"Despite years of learning English, it is observed widely that Chinese university students are unwilling to use English language to communicate orally both in and outside classroom contexts. This causes significant consequences for students, their learning, social participation, and achieving instructional objectives. One of the major causes for students' reticence to use English language to communicate orally is believed to be the practices of face-saving or linguistic shame and shaming. The proposed study aims to investigate how students' face-saving behaviours that hinder their oral communication are accommodated by university English language instructors in classrooms. The study follows a mixed-method research paradigm, which collects data in three phases via three different instruments.

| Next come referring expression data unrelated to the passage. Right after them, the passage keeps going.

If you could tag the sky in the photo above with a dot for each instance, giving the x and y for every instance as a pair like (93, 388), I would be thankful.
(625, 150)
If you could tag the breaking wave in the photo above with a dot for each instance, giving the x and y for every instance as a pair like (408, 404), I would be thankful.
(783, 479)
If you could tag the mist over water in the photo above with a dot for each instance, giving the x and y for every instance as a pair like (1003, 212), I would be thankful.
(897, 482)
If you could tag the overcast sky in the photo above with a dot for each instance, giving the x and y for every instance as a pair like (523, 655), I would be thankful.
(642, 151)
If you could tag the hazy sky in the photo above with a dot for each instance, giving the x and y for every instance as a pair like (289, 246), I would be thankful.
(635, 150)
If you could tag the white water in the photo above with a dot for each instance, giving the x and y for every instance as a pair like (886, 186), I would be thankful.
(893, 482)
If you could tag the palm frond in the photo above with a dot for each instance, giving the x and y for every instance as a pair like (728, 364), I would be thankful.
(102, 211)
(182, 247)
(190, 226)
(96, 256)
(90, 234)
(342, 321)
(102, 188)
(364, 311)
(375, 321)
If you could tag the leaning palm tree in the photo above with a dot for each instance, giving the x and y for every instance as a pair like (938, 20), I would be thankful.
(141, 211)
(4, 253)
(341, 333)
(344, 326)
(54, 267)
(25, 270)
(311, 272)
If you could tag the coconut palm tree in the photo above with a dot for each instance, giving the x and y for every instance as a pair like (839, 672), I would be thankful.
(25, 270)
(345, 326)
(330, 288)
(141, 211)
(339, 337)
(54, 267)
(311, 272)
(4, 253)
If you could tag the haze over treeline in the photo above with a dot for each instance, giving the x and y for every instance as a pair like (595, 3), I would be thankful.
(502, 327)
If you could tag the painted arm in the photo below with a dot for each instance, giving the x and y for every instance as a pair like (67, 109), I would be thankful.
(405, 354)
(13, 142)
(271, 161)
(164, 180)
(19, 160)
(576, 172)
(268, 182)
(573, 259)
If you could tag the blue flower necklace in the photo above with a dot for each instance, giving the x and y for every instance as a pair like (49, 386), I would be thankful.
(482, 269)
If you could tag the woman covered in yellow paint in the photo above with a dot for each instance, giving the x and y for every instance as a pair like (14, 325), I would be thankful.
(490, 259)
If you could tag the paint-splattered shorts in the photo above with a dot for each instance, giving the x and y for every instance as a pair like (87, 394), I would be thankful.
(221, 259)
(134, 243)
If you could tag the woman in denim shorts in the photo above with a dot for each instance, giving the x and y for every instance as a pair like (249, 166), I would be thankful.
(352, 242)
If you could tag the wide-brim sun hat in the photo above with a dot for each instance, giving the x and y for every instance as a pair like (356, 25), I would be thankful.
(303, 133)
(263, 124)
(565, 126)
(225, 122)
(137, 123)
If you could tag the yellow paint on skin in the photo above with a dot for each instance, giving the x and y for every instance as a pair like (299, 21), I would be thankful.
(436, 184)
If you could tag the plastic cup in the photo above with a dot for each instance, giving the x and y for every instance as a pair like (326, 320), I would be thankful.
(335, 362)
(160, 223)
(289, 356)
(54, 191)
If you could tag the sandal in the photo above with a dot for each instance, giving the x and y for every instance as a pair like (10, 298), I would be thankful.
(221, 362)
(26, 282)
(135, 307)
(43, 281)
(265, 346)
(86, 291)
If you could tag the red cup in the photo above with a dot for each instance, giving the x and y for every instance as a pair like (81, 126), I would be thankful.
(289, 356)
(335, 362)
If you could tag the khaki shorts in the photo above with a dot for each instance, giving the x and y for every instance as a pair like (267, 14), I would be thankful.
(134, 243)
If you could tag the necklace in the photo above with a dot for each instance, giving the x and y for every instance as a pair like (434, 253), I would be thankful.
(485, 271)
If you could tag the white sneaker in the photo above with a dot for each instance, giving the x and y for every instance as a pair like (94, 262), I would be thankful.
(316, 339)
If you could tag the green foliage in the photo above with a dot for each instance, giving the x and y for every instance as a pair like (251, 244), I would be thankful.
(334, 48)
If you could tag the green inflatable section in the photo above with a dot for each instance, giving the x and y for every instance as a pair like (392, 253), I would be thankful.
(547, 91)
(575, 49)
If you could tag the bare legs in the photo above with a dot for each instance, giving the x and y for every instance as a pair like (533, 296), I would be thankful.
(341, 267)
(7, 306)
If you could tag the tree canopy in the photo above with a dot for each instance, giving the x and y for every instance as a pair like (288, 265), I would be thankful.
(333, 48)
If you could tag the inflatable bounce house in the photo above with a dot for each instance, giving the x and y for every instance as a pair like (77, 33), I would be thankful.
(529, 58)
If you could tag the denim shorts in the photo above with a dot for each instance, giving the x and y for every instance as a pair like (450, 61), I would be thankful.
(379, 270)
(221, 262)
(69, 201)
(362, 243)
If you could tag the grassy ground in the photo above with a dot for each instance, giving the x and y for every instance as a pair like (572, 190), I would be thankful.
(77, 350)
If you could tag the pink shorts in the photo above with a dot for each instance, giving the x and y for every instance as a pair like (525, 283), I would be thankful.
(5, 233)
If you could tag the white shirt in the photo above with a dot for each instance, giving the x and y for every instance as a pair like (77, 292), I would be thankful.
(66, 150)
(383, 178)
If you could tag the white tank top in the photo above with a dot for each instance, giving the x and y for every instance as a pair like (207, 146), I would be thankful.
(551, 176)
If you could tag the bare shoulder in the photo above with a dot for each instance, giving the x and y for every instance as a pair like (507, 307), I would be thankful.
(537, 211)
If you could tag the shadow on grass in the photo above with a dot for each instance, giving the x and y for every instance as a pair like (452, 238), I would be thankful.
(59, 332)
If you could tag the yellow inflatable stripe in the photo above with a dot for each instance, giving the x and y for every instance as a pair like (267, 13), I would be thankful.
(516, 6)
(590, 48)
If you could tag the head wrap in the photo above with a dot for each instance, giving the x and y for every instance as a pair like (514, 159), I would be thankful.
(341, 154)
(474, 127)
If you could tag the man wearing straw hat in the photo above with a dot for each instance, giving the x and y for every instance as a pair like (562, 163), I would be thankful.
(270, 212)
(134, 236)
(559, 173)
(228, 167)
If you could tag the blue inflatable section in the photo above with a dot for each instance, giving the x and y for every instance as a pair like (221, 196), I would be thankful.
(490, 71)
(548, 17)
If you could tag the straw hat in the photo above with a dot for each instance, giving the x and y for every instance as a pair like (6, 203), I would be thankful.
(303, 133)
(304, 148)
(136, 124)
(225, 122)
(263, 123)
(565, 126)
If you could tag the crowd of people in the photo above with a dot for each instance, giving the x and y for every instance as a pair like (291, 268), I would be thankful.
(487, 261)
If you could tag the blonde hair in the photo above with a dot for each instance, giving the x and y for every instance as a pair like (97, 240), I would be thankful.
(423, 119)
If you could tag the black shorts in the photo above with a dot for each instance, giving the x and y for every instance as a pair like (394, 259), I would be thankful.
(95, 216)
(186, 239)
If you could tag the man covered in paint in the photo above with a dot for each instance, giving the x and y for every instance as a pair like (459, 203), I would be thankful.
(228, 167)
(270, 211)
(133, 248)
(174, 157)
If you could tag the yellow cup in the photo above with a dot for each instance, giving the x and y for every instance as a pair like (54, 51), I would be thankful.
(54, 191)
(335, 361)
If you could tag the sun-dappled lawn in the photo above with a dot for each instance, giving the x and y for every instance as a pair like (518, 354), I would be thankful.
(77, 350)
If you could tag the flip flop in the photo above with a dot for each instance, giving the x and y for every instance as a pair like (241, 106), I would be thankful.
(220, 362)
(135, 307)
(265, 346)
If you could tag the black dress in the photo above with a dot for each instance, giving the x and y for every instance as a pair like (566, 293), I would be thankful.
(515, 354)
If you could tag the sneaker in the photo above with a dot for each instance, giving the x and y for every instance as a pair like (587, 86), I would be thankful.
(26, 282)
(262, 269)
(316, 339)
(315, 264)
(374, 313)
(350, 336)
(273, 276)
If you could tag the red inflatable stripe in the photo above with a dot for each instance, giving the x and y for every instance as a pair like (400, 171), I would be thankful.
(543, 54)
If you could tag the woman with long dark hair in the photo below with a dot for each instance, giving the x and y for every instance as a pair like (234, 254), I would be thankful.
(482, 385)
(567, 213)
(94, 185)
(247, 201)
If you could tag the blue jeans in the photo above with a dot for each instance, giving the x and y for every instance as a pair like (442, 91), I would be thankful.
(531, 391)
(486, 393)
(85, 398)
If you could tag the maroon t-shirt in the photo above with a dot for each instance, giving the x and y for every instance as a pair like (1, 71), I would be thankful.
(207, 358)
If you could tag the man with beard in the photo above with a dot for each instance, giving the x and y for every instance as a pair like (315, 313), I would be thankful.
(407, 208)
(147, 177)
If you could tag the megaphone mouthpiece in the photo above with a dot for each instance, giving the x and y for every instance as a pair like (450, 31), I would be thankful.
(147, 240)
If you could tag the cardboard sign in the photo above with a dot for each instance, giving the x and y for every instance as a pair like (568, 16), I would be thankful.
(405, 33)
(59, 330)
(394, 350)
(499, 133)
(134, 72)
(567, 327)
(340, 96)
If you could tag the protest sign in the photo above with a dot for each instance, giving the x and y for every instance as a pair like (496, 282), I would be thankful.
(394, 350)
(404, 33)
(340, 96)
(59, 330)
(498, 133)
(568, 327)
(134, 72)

EFL instructors, recruited through snowball sampling, from three universities in Guangdong China will be participants in the study. In the first phase of data collection, a survey will be administered to extract data to explore participants' attitudes towards their students' face-saving behaviours in classes. During the second phase, data will be collected using classroom observations. The data collected during the first and second phases will be analysed to facilitate the third phase of data collection, which will involve semi-structured interviews to explore further the strategies adopted by the participants to deal with students' face-saving behaviour.
This research offers insights into Chinese university English teachers' practices of coping with their students face-saving behaviours in class. It is expected that findings will have significant implications for the teaching of English oral communication in China in particular and for other similar contexts in general. Additionally, findings will be useful for the design and delivery of language teacher education programs and language teaching curricular.